DANCESwithTheMorningOff · 06/09/2007 13:25

Can you tell us about food....PLEASE! What do you do when I child will NOT eat what you have given them?

sarahgg · 06/09/2007 13:25

How do you deal with sibling jealousy? Baby (2yrs old) fiercly jealous of six yr old sister. Fights for my attention and affection, although not husbands. Baby often very physical towards sister.

DrTanyaByron · 06/09/2007 13:25

For the many food questions it is not a good idea to give different meals to a food fussy child. remember toddlers can go through a stage of neophobia and so this means show aversion to things (incl foods) previously loved). Don't show your anxiety to your child and lock away the wet wipes. For those of you who do these things get a friend to feed you a meal with a big spoon while looking at you intently and wiping your mouth with a disgusting fragranced wipe every 5 mins - will you continue eating? watch snacks as some kids lose an eating pattern because they graze throughout the day. If a child refuses a meal then stop the meal and nothing til next (obviously water). Sometimes being paradoxical with a kid helps ie. I bet you can't eat that faster than your brother...or stickers for older kids. No treats or desert if meal not finished.
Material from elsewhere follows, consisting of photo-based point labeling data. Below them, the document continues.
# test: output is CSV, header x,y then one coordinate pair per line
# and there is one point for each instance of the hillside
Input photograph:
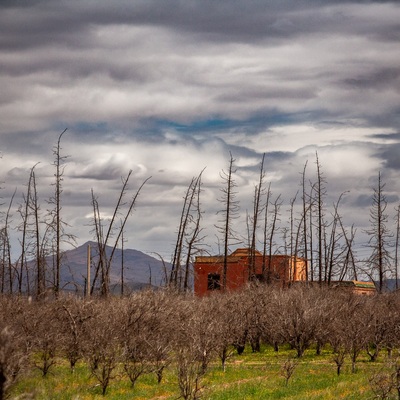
x,y
140,269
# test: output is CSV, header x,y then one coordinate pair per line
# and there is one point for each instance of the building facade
x,y
279,270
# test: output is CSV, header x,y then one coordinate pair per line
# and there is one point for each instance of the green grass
x,y
249,376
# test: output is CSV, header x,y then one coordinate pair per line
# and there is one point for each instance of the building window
x,y
213,282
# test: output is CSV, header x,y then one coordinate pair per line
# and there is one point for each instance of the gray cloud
x,y
166,89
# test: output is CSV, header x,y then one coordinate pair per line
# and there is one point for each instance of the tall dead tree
x,y
228,213
273,228
105,260
57,223
40,266
7,265
396,248
306,209
194,237
265,234
190,208
379,234
26,231
257,209
320,192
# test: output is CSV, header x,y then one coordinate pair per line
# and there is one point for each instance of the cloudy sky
x,y
167,88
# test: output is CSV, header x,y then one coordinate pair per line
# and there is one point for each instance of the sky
x,y
168,88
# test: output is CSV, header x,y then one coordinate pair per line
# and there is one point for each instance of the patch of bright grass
x,y
249,376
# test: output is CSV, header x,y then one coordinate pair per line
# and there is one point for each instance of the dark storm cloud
x,y
168,88
377,80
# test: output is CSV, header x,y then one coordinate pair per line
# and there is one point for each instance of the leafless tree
x,y
101,346
288,368
396,248
188,235
257,210
103,239
57,223
320,192
229,213
73,314
380,236
14,352
6,262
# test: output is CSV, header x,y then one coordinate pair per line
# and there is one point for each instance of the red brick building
x,y
278,269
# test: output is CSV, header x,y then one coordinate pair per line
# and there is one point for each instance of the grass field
x,y
249,376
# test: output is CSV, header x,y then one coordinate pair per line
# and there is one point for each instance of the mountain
x,y
140,269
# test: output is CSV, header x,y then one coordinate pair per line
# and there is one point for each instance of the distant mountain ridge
x,y
140,269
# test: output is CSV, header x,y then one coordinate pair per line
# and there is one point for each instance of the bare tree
x,y
320,192
257,209
57,223
188,235
229,213
7,264
105,259
396,248
379,234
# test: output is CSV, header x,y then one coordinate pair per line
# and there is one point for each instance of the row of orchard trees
x,y
151,331
309,229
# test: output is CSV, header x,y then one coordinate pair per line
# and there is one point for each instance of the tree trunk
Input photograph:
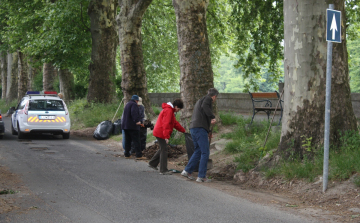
x,y
12,74
132,62
305,77
49,74
66,84
32,71
196,76
22,75
3,65
104,42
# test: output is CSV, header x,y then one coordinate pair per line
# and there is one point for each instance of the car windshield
x,y
48,105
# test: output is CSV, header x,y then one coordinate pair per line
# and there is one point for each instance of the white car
x,y
41,113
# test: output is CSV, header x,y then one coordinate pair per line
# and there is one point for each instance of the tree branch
x,y
82,20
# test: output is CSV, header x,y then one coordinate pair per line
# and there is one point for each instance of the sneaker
x,y
188,175
153,167
203,180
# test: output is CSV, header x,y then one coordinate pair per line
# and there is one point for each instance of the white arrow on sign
x,y
333,26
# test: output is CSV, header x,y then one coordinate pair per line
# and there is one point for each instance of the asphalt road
x,y
81,181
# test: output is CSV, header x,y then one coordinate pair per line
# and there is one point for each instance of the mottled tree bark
x,y
132,62
49,74
22,75
3,65
12,74
196,76
104,42
66,84
305,77
32,71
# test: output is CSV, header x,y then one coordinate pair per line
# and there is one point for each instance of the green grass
x,y
84,114
228,118
248,142
344,161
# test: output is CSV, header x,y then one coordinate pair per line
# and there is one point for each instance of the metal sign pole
x,y
327,112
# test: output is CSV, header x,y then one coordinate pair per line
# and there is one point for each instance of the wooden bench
x,y
261,102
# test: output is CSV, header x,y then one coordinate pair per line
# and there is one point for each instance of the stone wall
x,y
236,102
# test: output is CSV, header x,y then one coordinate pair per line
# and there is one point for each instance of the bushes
x,y
344,161
248,141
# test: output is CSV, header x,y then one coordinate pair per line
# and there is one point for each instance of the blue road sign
x,y
333,27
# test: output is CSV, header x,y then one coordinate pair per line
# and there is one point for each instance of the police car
x,y
2,127
41,113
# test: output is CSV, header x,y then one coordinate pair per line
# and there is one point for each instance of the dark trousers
x,y
132,136
160,156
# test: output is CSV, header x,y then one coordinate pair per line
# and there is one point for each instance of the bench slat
x,y
264,95
267,108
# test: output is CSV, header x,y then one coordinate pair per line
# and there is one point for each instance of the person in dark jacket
x,y
199,128
163,128
131,125
143,129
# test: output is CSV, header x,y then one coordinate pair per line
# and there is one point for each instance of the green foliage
x,y
249,142
344,161
160,44
357,181
4,107
161,58
259,29
84,114
7,192
228,118
49,32
307,143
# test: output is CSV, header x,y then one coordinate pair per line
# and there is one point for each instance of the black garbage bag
x,y
117,127
103,130
190,148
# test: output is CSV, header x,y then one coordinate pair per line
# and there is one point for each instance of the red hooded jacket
x,y
166,123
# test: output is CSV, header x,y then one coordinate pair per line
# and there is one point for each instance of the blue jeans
x,y
201,152
123,135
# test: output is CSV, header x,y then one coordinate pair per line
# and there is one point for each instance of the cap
x,y
135,97
140,101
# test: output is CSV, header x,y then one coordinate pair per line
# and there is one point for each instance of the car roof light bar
x,y
33,92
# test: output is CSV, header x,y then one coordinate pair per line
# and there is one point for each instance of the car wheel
x,y
66,135
20,134
13,132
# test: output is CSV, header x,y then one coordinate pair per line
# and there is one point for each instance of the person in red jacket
x,y
163,128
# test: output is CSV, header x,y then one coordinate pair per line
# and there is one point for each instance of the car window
x,y
21,105
47,105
MrsMarvel · 06/09/2007 13:25

My children are at school all day they are and having a different set of rules to at home? Do I then apply teacher's rules at home? How do children cope with that difference?

Aitch · 06/09/2007 13:26

like tutter i'd like to know if there's an official age for starting time out. dd is 20 months and getting increasingly mischievous.

belgo · 06/09/2007 13:26

the problem I find with time out with my older daughter is that she wrecks the room - pulling off wallpaper for example. We now do time out in the garden where she can't do any damage and is totally safe.

toomanydaves · 06/09/2007 13:26

Just thought of another one, related to the boundaries/consequences thing - do you agree with pocket money being conditional for older children? I hate conditional things and at the moment give my 8 year old dd unconditional pocket money - I am giving it to her to teach her about money and about saving - but it leaves me with few sanctions but the old carrot and the old stick.

Iklboo · 06/09/2007 13:27

How can I get through to DH about tantrums? DS is 22 months old & gets cranky when he's tored (don't we all). I use disctraction technique - "oh, did you see that bird then?" to calm him down and then he's quite happy calling for it - "birdy! birdy!" DH tends to either snap at him to be quiet, bribe him with sweets or, to my horror, once walking off and leaving him in the shopping trolley on his own. Ds went hysterical but DH thought it was funny
How can I show DH distraction can actually work

LoveMyGirls · 06/09/2007 13:27

As a childminder I cannot shut a child away so when i use time out (rarely) i sit them on the floor next to me this way i can use it wherever we are and get down to their level etc this prevents them carrying on doing what they shouldn't. Then they say sorry then we have a hug then they play again.

VeniVidiVickiQV · 06/09/2007 13:27

Dr T - I think you have just designed a fabulous weight loss programme for me

FlameBatfink · 06/09/2007 13:27

DS is 18 months, had his first time out on Tuesday - he looked VERY stroppy and bashful when he came out again... now just to see if he draws on my walls again

elliott · 06/09/2007 13:27

Ignoring really IS difficult - I am sure that is one of my failings - but HOW do you ignore when it is something you really want them to stop doing? Surely if you just leave them to it they will just keep doing it....
Am thinking a bit here of our difficulties in encouraging 5 yr old ds1 to get dressed and breakfasted in a timely manner in the morning!